I've recently finished reading The Historian (Elizabeth Kostova) and am wondering what you think of this LARGER-THAN-LIFE-RUNAWAY-BESTSELLER? Was it two million that the movie rights have sold for?

Had you received a query would you...ask for the manuscript or pass and why?

Curiously,


Publishers Marketplace reports "seven figures at auction" so it's more than one million and less than ten. Two sounds nice.

Every agent has nightmares about passing on what turns out to be the Next Big Thing. So do editors. Editors have it worse cause, when something hits, they have bosses glaring at them demanding "why didn't we buy this". Miss Snark has no performance reviews to survive but she still gets the nightmares.

Would I have passed on this? Man, I hope not. Did I see it? I'm pretty sure I didn't. I did pass on a vampire novel some years back that I still think about...it was hypnotic and lush but had no plot. Those are the ones that kill you.

We've talked here about what sells books: word of mouth. We've talked about reviews and the value of blurbs. Miss Snark reads things with no introduction whatsoever. No blurb, no review, no jacket copy, no flap copy, nothing, nada, zilch. Just bang, here's ten pages, is this any good.

One of the THE hardest things about taking up the agent challenge is developing an eye for quality. Then refining the eye to "will this sell" and then hardest of all "there's something wrong here, what is it and can it be fixed".

I'm sure I've passed on some books that have sold. But, I have books on my list that other people passed on as well.

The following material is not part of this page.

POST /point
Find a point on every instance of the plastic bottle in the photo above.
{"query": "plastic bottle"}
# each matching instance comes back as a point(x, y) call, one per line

What I never do is kick myself over "I could have had that". That is the road to madness and insane acquisitions cause it becomes not "is this good" or "do you love this" but "I don't want someone else to have it cause it might be good".

5 comments:

The Gambino Crime Family said...

It is weird. Why did this particular vampire novel get all the hype instead of the thousands of other vampire novels sitting in slush piles across the country? Was someone looking to create the next Anne Rice or is this actually pretty good?

Miss Snark said...

The acquiring editor, Reagan Arthur at Little, Brown, is one smart cookie. She has a knack for picking good books. Laura Miller at Salon.com thinks it's a good book, not just this season's over hyped claptrap (ie DaVinci Code).

I don't know if it's good. I haven't read it.


Oh lord, the word verification word: jturd.

Kristin said...

I read it. I think it'll make a better movie than a book, actually. It was a bit dense and slow-moving as a book but spell-binding.

occasional_anonymous said...

I've had writers come back and say "well, maybe you didn't like [my story] but I've now sold it to [x market].

Well, good. I'm happy for you.

But I still don't want it :D.

Any other attitude would drive me mad.

gnomeloaf said...

I get why it's different -- and why it is engaging but also dense.

The lushness you see in other vampire books usually has to do with the vampires themselves. In The Historian, however, it's all about the locales, the item details, the lore, and the thought processes.

In The Historian, it's sexier to be the library-frequenting research nerd than the vampire.